Extremist imam Abu Hamza has posted a video alleging the existence of the ‘killer dolphins’. According to the imam, one of the members of Hamas’ “Frogman” unit was killed in May by one of the dolphins. Video of the device recently appeared on Al Quds TV, a Palestinian television station closely linked to Hamas.

Does Israel train killer dolphins?

There is no evidence that the device shown in the video belongs to Israel, nor that it was used by a dolphin. However, several sources claim the existence of a marine mammal training program by the Israeli Navy. It would not, in any case, be the first time that a country has developed such an initiative.

The harness, allegedly used by Israel, has a similar appearance to other devices used by the United States and Russia on other occasions. The Israel Defense Forces and the Mossad have never publicly acknowledged the existence of such a program, but have been the subject of multiple accusations.

A similar situation took place in 2015, when Hamas claimed to have captured a “spy dolphin” off the coast of Gaza. Hamas divers apparently spotted a dolphin equipped with a camera and harpoon and managed to capture it.

Military animals

The use of animals for warfare has become increasingly sophisticated, but has been indispensable in most wars fought in human history, from ancient Rome to World War II.
However, in recent decades, strategies have focused on the training of intelligent animals, such as dolphins or beluga whales.

One of the great experts in the field is analyst H I Sutton. In one of his posts on Covert Shores, his defense blog, Sutton explains which countries have used aquatic mammals in their military programs.

He concludes that the United States, Russia, North Korea and Israel have active marine mammal training programs. According to the report, all of these countries use dolphins, but that’s not all. Russia also trains beluga whales and seals, while the United States uses sea lions.

Military missions of the animals

Sutton also details in his article the type of missions these animals are tasked with, given their capabilities. In principle, one of the most common missions for dolphins is to “mark” potential spy divers.
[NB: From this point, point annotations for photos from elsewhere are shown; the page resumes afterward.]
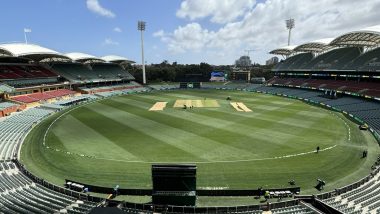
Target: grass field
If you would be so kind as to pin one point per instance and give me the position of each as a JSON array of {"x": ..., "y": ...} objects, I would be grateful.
[{"x": 114, "y": 141}]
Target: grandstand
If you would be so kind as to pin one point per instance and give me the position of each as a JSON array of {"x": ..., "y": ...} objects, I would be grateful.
[
  {"x": 29, "y": 74},
  {"x": 347, "y": 64}
]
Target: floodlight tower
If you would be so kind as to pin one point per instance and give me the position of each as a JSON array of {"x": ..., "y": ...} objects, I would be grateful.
[
  {"x": 289, "y": 25},
  {"x": 141, "y": 28}
]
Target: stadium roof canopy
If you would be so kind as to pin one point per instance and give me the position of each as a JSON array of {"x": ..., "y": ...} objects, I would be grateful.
[
  {"x": 315, "y": 46},
  {"x": 84, "y": 58},
  {"x": 30, "y": 51},
  {"x": 116, "y": 59},
  {"x": 286, "y": 51},
  {"x": 366, "y": 37}
]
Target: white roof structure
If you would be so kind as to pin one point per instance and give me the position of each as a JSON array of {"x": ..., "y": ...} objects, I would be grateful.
[
  {"x": 30, "y": 51},
  {"x": 82, "y": 57},
  {"x": 287, "y": 50},
  {"x": 366, "y": 37},
  {"x": 117, "y": 59},
  {"x": 315, "y": 46}
]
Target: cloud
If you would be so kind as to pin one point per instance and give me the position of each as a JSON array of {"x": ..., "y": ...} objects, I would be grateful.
[
  {"x": 220, "y": 11},
  {"x": 262, "y": 27},
  {"x": 94, "y": 6},
  {"x": 117, "y": 29},
  {"x": 159, "y": 33},
  {"x": 110, "y": 42}
]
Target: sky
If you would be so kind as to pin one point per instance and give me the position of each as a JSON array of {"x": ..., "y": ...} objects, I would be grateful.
[{"x": 186, "y": 31}]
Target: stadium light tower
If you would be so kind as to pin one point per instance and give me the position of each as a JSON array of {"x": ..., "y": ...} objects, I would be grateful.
[
  {"x": 289, "y": 25},
  {"x": 141, "y": 28}
]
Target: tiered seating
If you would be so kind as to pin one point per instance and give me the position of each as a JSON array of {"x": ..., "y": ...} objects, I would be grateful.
[
  {"x": 333, "y": 59},
  {"x": 366, "y": 110},
  {"x": 36, "y": 97},
  {"x": 363, "y": 199},
  {"x": 164, "y": 87},
  {"x": 5, "y": 105},
  {"x": 98, "y": 72},
  {"x": 76, "y": 72},
  {"x": 298, "y": 209},
  {"x": 19, "y": 194},
  {"x": 120, "y": 86},
  {"x": 26, "y": 75},
  {"x": 366, "y": 88},
  {"x": 5, "y": 88},
  {"x": 111, "y": 71},
  {"x": 13, "y": 129},
  {"x": 295, "y": 61}
]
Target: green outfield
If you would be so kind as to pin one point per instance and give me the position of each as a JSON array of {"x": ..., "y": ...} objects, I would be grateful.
[{"x": 115, "y": 141}]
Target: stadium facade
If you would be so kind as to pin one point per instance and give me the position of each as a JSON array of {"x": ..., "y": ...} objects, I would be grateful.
[{"x": 37, "y": 82}]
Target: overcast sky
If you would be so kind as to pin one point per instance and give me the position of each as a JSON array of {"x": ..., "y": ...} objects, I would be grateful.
[{"x": 187, "y": 31}]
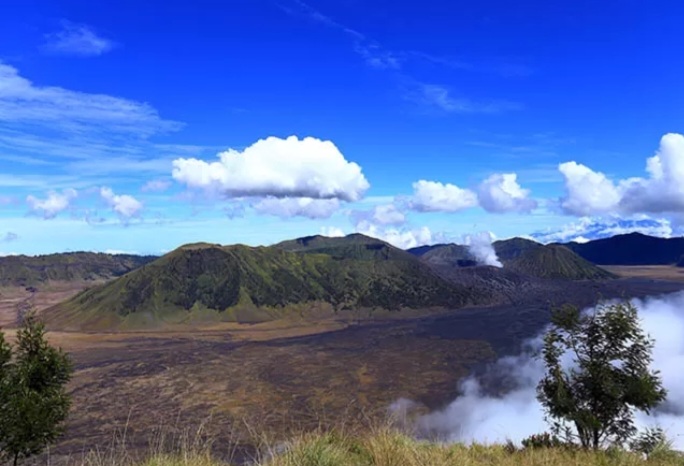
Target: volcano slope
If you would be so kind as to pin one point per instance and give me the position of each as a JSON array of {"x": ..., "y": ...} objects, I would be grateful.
[
  {"x": 237, "y": 379},
  {"x": 204, "y": 283},
  {"x": 140, "y": 366}
]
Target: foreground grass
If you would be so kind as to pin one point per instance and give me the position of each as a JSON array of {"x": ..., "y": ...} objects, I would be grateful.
[{"x": 389, "y": 448}]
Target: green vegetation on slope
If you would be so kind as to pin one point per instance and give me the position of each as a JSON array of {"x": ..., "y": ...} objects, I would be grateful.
[
  {"x": 354, "y": 246},
  {"x": 252, "y": 284},
  {"x": 448, "y": 255},
  {"x": 509, "y": 249},
  {"x": 554, "y": 261},
  {"x": 73, "y": 266}
]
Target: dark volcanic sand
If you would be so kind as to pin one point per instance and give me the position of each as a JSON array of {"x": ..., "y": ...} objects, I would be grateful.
[{"x": 287, "y": 383}]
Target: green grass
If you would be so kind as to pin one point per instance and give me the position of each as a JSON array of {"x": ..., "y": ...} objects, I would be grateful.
[
  {"x": 386, "y": 447},
  {"x": 261, "y": 283}
]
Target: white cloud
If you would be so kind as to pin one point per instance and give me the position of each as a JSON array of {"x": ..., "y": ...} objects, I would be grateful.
[
  {"x": 480, "y": 246},
  {"x": 403, "y": 239},
  {"x": 432, "y": 196},
  {"x": 591, "y": 228},
  {"x": 332, "y": 232},
  {"x": 9, "y": 237},
  {"x": 480, "y": 416},
  {"x": 385, "y": 214},
  {"x": 77, "y": 39},
  {"x": 156, "y": 186},
  {"x": 591, "y": 193},
  {"x": 53, "y": 204},
  {"x": 125, "y": 206},
  {"x": 441, "y": 98},
  {"x": 297, "y": 207},
  {"x": 501, "y": 193},
  {"x": 588, "y": 192},
  {"x": 277, "y": 167},
  {"x": 21, "y": 101},
  {"x": 7, "y": 200}
]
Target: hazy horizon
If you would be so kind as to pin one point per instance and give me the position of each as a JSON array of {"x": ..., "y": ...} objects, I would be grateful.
[{"x": 146, "y": 126}]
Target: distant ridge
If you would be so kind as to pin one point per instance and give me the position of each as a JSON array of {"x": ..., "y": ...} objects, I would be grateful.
[
  {"x": 251, "y": 284},
  {"x": 519, "y": 255},
  {"x": 70, "y": 266},
  {"x": 631, "y": 249},
  {"x": 354, "y": 246},
  {"x": 555, "y": 261}
]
The dolphin does not have the ability to differentiate an ally from an enemy, so it is trained to mark the divers it encounters by attaching a buoy to its back, so the military can move to the buoy and identify the diver.
The Russian Navy’s ‘defector’ beluga whale

Second, the animals could be used to survey the terrain for mines, equipped with a camera attached to a harness. In 2019, a Norwegian fisherman found a beluga whale equipped with such a device, a ‘defector’ from the Russian Navy.

Lastly, Sutton suggests the possible use of marine mammals for the placement of explosive devices, limpet mines, on enemy ships.